Washington County is better prepared than ever for a disaster or health emergency, according to local officials.
Whether it be another derecho like the one that threw the county for a loop last June or a mass health outbreak, such as the H1N1 virus that swept the nation in 2009, county officials and health care professionals met Tuesday to talk about new and constantly adapting preparedness plans that could make a difference in the event of an emergency.
The Washington County Community Preparedness meeting was held at the Lafayette Hotel and was attended by officials and staff members from local hospitals, county and city health departments, law enforcement agencies, the county Emergency Management Agency and the county board of commissioners. During the meeting, speakers from the Washington County Health Department, Memorial Health System and Washington County EMA shared information and answered questions about ways the county might respond to and recover from emergencies.
JASMINE ROGERS The Marietta Times
Regional Public Health Emergency Planner Betty King speaks to Washington County officials and health care professionals Tuesday at the Lafayette Hotel about plans and procedures in place to help the county respond to an emergency situation.
Washington County's EMA director Jeff Lauer said a new Emergency Operations Center currently being built in the bottom of the Children Services building on Davis Avenue in Marietta should be operational by June, and will provide power and resources for a multitude of agencies in the event of another devastating storm.
"Everything will be run off a generator including the servers," said Lauer.
An Ohio Emergency Management Performance Grant will fund half the cost of the EOC, or $237,500, with the other half being furnished through the county. The center will include a radio/dispatch area, offices, an executive decision room, a vast operations floor with multiple display screens and reception area.
Washington County emergency preparedness measures
Emergency Operations Center -Currently being built in the basement of the Children Services building on Davis Avenue in Marietta, the center would provide an area for local emergency agencies to gather, communicate and react to unfolding emergency situations.
Alternate Care Centers-Memorandums of understanding with four area facilities give local hospitals the ability to set up medical facilities in nontraditional locations in the event of overcrowding.
Point of Dispensing (POD) Program-Allows the county to set up locations throughout the county to quickly dispense medicine or vaccinations in the event of a outbreak or airborne toxic event.
Source: Washington County Community Preparedness speakers.
Lauer said the county EMA has done everything they could to keep cost down, from leaving the exposed concrete walls to forgoing an expensive built-up floor that would give them more leeway arranging how the room is set up.
Additionally, the building can be used for everyday purposes such as meetings and training exercises.
"We're not building an EOC just to sit there and wait to be used," Lauer said.
Local health departments and hospitals have also been developing plans of how best to react in the event of an emergency.
Though local hospitals were not overburdened by patients after the June derecho, the ensuing power outages did cause an influx in patients seeking oxygen therapy, said Anna Smith, director of infection control for Selby General Hospital.
"It could have easily been worse," she said.
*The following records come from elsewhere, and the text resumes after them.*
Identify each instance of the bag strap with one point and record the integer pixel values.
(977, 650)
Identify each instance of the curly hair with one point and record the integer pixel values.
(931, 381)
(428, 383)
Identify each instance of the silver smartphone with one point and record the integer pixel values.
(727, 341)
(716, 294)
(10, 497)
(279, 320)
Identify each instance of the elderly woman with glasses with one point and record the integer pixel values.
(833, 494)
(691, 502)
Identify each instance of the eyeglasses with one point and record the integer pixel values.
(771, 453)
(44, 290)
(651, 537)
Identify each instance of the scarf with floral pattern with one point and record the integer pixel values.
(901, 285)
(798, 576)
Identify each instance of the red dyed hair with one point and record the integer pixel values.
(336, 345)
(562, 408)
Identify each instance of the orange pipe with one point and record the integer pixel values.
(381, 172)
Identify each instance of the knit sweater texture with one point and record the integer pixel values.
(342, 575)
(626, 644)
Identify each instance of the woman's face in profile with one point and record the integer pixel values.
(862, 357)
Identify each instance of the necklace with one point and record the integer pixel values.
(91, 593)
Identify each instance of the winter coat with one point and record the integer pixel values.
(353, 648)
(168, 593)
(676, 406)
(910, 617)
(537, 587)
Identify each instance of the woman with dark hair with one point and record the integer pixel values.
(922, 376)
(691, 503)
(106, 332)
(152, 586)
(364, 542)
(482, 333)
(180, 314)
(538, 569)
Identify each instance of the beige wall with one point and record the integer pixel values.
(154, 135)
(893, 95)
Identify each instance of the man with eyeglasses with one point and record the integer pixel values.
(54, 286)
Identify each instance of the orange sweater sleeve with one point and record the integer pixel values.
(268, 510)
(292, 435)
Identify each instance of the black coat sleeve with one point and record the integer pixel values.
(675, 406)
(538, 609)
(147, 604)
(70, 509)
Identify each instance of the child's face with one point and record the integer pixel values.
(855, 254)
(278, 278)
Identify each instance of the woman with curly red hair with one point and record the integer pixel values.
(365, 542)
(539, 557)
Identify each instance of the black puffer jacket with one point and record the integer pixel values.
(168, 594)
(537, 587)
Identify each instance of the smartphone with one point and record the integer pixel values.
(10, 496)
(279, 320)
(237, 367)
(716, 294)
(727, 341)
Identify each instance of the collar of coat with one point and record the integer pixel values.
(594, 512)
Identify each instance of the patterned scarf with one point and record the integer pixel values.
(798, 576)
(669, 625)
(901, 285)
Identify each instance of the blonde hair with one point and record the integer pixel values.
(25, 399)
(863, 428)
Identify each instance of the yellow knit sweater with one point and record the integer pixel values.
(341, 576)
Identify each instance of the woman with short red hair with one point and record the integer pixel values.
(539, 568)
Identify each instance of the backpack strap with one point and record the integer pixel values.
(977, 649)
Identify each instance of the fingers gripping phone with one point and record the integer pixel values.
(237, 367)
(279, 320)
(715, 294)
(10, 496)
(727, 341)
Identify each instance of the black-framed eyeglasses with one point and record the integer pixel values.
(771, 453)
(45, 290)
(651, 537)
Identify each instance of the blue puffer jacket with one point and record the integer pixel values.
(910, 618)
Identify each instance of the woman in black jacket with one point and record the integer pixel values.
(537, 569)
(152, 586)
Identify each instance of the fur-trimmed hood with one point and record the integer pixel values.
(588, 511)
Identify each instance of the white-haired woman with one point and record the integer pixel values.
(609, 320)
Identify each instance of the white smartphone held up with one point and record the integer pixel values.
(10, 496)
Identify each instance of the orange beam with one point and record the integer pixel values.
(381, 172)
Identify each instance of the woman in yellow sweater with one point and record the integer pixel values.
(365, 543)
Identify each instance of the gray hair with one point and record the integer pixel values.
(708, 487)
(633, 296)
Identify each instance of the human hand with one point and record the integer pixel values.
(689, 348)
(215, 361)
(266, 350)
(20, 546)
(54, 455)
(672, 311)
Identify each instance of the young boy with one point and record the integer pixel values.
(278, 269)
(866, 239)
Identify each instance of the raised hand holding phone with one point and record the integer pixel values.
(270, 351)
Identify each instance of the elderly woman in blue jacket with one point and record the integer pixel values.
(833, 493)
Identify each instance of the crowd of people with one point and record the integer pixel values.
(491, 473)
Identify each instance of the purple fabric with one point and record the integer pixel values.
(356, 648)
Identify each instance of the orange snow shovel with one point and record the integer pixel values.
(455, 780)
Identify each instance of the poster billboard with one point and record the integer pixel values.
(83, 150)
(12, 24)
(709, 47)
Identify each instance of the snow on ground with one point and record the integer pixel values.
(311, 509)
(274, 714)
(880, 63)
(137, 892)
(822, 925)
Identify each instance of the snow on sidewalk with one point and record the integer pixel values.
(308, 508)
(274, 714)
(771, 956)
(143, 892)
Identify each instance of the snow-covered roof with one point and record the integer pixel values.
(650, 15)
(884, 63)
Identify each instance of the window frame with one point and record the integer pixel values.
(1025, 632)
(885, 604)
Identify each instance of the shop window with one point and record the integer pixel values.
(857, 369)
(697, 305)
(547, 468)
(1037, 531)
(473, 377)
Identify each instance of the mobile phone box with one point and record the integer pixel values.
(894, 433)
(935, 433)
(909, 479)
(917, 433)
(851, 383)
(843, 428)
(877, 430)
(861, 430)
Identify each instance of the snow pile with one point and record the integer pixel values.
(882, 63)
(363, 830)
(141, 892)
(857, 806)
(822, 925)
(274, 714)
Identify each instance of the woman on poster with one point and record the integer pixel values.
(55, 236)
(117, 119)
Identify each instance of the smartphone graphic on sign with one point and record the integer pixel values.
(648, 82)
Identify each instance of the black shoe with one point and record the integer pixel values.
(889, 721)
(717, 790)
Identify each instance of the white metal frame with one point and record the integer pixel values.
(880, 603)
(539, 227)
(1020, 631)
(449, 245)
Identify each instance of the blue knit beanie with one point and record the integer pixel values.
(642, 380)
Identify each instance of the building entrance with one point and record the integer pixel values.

Smith has been working on developing Alternate Care Centers in Marietta that would be able to serve patient overflow in the event of crowding at Marietta Memorial Hospital or Selby General Hospital.
Currently Memorial Health System has memorandums of understanding with Washington State Community College, the Marietta Township Recreation Center, Ewing School and the O'Neill Center-all of which could potentially be selected as an Alternate Care Center if need arose, she said.
Additionally, the health system has a cache of supplies for up to 25 patients to be treated at one of the alternate sites.
Finally, the Washington County Health Department has been working on expanding and improving its Point of Dispensing (POD) Program.
"Basically in an event of a medical emergency, we have 48 hours to medicate or vaccinate the public. That means we have 48 hours to vaccinate 62,000 people in Washington County," explained Angela Lowry, Public Health Emergency planner for Washington County.
PODs have already been used in Washington County. For example, vaccination clinics were set up in several areas in the county during the H1N1 outbreak in 2009, she said.
These PODs would be strategically located around the county to keep everyone from piling into downtown Marietta for vaccination, added Regional Public Health Emergency Planner Betty King, who oversees Washington and 10 other counties.
"In the event of an emergency, we don't want 62,000 people trying to get into Marietta to get medicine," she said.
Several area agencies have already received training to help run one of the PODS. For example, multiple area school nurses just went through the training, said Lowry.
Local health department employees have drills at least yearly to practice setting up a dispensing location quickly and administering vaccinations from there, said Vickie Kelly, nursing director for the Marietta Health Department.
"It's a big deal to set up. You have to practice it beforehand and think of possible situations that might come up," she said.
"You can't just wait until the day of an emergency and try it for the first time," added Nurse Barbara Piehowicz of the Washington County Health Department.
Though Washington County has a lot of challenges ahead, it is comforting to see all the solid plans in place for an emergency situation, said Washington County Commissioner Ron Feathers.
But added Feathers, "We can drill and drill, but until something happens, it's really hard to tell."